Would that all wars could be retro.

I hate to start yet another review with the words “retro RPG.” There are too many. Some of them are quite good, some are just passable, but at all levels they’re melding into one big game that you soon won’t remember whether you played 3 or 30 years ago.

And yet, here I am, about to tout the virtues of another retro RPG. This one is called Rise of the Third Power, and it comes to us from Stegosoft. If you’ve enjoyed but are feeling somewhat burnt out on KEMCO’s library, you may want to turn Stegosoft’s way. They know what they’re doing. They’re named after the best of all dinosaurs, after all.

Rise of the Third Power kicks things into high gear almost straight away. You’ll start with a party of two characters—Rowan and Corrina—as they attempt to kidnap a princess. They’re not the bad guys, however; this is a desperate attempt to prevent a pending war. Rise of the Third Power tells a story similar to that of Europe in the 1930s. The citizens of Rin are still recovering from a recent world war, but since when do nations’ leaders care about their people (when those nations are superpowers, anyway)? So, we’re left with a band of thieves to save the day.

Of course, that band quickly grows to a group of eight characters to level up and cycle in and out of combat. This is an RPG, after all, but Rise of the Third Power changes up just enough to keep things interesting throughout its 30-hour runtime.

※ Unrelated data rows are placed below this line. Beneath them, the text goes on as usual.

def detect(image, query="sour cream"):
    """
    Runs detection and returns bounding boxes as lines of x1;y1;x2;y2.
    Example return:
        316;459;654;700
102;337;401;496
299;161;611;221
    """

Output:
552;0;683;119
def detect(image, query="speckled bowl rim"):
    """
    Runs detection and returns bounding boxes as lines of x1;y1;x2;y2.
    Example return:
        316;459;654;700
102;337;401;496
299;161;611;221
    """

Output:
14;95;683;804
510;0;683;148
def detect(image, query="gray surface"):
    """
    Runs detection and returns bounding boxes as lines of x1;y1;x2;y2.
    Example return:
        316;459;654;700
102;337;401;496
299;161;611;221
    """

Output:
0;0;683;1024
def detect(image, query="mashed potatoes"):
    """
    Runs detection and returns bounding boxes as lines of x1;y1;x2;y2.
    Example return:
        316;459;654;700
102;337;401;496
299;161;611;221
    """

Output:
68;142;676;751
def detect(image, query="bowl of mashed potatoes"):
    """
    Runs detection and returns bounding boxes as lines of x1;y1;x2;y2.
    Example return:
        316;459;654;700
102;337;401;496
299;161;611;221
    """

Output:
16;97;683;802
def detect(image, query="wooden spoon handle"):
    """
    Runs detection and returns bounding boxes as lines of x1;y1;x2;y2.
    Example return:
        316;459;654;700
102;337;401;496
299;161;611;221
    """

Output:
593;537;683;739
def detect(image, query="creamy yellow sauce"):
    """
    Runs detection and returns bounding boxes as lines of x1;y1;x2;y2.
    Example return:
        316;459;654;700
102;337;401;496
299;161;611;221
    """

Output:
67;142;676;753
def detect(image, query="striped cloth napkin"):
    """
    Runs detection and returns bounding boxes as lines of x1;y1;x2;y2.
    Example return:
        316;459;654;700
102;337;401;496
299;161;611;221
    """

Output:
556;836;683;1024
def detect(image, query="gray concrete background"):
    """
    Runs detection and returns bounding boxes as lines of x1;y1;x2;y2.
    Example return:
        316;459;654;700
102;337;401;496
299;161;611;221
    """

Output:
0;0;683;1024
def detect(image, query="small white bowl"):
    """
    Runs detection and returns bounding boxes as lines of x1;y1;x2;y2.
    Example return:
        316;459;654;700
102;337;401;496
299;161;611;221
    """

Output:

Take combat, for instance. Battles are turn-based, and you’re given a timeline to see when your three characters will work in their actions. You can attack, heal, buff, use items, wait, etc., but I can’t recall playing a turn-based RPG that relied so heavily on special moves. Very early in the game, for example, you’ll meet a monster in a dungeon that the game flat-out tells you not to fight until you’ve found something to cripple its defenses. Thanks, narrative!

Pretty much all fights work this way, as even the most mundane of enemies can be damage sponges if you don’t know how to attack. One character may have the ability to cause a monster to bleed, for example. Cool, because the next character may have an attack that does additional damage to bleeding monsters. Or, you may happen upon a battle against six enemies. You can put the most powerful one to sleep while you clear out the lesser monsters, but be careful not to use an attack that targets all enemies because you’ll wake it right back up.

Each character has unique abilities to learn and use, most of which have cool-downs before they can be used again. After a while, characters will develop tandem attacks that can be used for high damage, but you need to build up to them. The strategic teamwork required to use your characters effectively is off the charts in this game, and is an awful lot of fun to master.

Another unique system involves the meter for when or how often you can use your special attacks. It’s like an MP bar, except it doesn’t work the same for all party members. Some refill it with items. Some by using certain attacks. Your tank fills his by taking damage, and can enrage enemies to make sure he’s the one on whom they focus! It’s hard to keep track of at first, but you really will be rewarded for properly using each character as the game progresses.

Keeping your team well-equipped and leveled up are key, and the systems are easy to work through. Weapon and armor acquisition is handled via crafting, but it’s a simple method to complete. You’ll find/buy necessary materials, craft what you want, and equip it. The game shows you what you can make and what items you need to do so, it’s just a matter of getting them. That’ll require some grinding, sure, but it also means you’re not replacing items, you’re upgrading them.

There are also skill trees for each character you can unlock with experience. All characters earn experience regardless of whether they’re used in battle, but they all pull from the same pool. So, if you focus too much on leveling up one or two of your favorites, the others will suffer. Whether that matters will be determined by your preferred battle tactics.

It’s a good thing the combat is so well done, as Rise of the Third Power does stumble in a couple other areas. The narrative occasionally gets sidetracked while building its world history, so there’s not much momentum at the start. It doesn’t help that the initial dungeons are somewhat annoying to push through when they don’t really need to be. It’s often difficult to determine which paths are open in them; a graphic element that may block you in one spot won’t in another.

Worse, there’s no map to show where you’ve been, so expect plenty of meandering as you solve the puzzles required to find your way through. This is more of an issue with retro RPGs like this, as the textures all start to look the same after a while. Is there a word for the fatigue gamers start to feel from staring at the same colors and patterns for too long? If so, that word applies here. The same with the music, which quickly becomes repetitious.

And hey, I know that humor is subjective, but I felt this game tried too hard to be funny, and failed. The flippant attitudes of most characters just seemed terribly out of place for the situations going on around them, making it hard to take the story as seriously as I wanted to.

Still, I’ve seen much worse on all these counts, and none of my complaints impacted my enjoyment. This is a great game. The Nintendo eShop is overrun with retro RPGs, but Rise of the Third Power stands at the top, and it should appeal to JRPG fans regardless of the era it seeks to emulate.